Tag Archives: Meta

Why Speak Truth?

The title of this blog, Overcoming Bias, marks a theme here: I try to look past appearances and correct biases, to see and say things as they are.  Periodically someone will ask: what’s so great about truth?  They commonly presume I’ve made a strong claim, such as that it is always better to believe and say the truth, no matter what the cost or topic.  I make no such claim.

Instead I’ll just note that it is a big world, and people vary in many ways.  A great many people give lip service to the truth, talking as if it was their highest allegiance.  Far fewer folks, perhaps none, are actually this way.  But since folks vary, there will be a furthest tail of this distribution, and those most-truth-seeking folks might appreciate relevant things to read.

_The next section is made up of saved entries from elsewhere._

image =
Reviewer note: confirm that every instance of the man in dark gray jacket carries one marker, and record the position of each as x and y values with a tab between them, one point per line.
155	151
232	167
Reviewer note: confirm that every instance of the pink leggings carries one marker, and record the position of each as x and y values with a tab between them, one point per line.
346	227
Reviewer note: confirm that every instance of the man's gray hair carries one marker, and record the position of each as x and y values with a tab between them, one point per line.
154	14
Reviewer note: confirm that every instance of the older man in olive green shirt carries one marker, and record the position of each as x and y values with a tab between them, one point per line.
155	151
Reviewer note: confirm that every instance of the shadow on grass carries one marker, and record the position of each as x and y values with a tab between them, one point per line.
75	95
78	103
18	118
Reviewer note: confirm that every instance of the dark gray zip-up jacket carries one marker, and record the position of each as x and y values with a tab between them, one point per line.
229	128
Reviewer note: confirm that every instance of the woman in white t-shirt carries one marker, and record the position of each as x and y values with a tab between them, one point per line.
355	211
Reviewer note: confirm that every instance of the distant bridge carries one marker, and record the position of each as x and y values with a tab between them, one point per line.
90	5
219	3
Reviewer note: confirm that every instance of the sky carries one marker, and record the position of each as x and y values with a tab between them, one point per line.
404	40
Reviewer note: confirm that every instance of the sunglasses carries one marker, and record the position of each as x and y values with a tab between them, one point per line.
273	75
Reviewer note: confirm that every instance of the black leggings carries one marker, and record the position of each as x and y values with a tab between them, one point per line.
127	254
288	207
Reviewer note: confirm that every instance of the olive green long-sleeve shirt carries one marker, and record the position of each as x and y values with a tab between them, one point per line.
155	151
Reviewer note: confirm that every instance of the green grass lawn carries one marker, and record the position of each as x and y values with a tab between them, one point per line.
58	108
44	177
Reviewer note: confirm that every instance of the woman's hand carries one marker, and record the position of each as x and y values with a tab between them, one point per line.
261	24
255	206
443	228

In the vastness that is the web, there should be some places where folks who most want to see and say truth can congregate.  Of course far more folks want to claim the mantle of truth-teller than want to pay its real costs.  So you should treat with skepticism any claim that I’ve actually achieved this status far more than most folks.  And I make no such claim.

I will, however, suggest that truth seeking and telling can make useful and important contributions to the world.  The tendencies that we have inherited, genetically or culturally, to deceive ourselves and others no doubt contain wisdom, at least about when such behavior is in our personal interest.  But since the world is changing rapidly, our inherited tendencies can’t always get it right; someday they may go very wrong.  Somewhere, someone should think carefully and truthfully about recent or upcoming changes, ready to warn others about where our inherited self-deceptions could go off the rails.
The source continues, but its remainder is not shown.